What is Transite siding?
Transite was a brand name for asbestos cement building products manufactured by Johns-Manville. Transite siding consists of Portland cement reinforced with chrysotile asbestos fibers, pressed into flat sheets or shingle panels. It was widely used for residential and commercial exterior cladding from the 1930s through the late 1970s. The Transite name appears on labels occasionally still found on sheltered panels.
How much does asbestos cement siding removal cost on Long Island?
Asbestos cement siding removal on Long Island typically runs $8,000 to $20,000 for a standard ranch or cape cod, depending on the square footage of siding, number of stories, and whether the siding is directly accessible or covered by a later layer of vinyl or aluminum. See our full asbestos removal cost guide for 2026 pricing by project type.
Is there asbestos siding under my vinyl siding?

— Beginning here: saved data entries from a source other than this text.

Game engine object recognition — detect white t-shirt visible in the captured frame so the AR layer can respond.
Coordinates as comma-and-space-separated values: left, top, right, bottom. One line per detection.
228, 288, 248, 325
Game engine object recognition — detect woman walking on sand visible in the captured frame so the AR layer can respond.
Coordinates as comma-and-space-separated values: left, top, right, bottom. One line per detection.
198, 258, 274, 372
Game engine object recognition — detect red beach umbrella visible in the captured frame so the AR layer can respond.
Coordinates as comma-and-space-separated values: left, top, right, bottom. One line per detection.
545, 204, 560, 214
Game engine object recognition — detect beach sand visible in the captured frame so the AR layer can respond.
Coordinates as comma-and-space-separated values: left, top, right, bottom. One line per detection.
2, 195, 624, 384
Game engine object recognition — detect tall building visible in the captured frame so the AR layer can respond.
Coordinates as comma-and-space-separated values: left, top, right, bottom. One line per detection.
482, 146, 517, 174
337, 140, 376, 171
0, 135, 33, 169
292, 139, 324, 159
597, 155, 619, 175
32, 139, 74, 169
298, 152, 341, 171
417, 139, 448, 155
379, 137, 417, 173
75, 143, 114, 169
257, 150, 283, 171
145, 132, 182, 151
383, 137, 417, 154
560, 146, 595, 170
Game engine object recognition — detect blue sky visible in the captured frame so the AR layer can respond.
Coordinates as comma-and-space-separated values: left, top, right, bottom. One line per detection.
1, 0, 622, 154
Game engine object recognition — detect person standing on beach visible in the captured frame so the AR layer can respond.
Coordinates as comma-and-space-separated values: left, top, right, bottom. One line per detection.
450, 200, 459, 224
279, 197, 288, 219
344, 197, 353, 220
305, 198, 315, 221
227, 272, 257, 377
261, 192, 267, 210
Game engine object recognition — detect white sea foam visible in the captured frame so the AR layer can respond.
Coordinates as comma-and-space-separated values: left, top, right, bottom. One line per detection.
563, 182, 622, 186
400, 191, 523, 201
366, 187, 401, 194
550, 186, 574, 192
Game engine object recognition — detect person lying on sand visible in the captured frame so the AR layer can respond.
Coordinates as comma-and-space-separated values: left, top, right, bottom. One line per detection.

Possibly. A significant number of Long Island homes had vinyl or aluminum siding installed over original asbestos cement siding in the 1970s and 1980s. If your home was built before 1970 and currently has vinyl or aluminum siding, the pre-renovation assessment for any siding project should include lifting or cutting a small section of the outer cladding to inspect what is underneath — and testing if asbestos cement siding is found.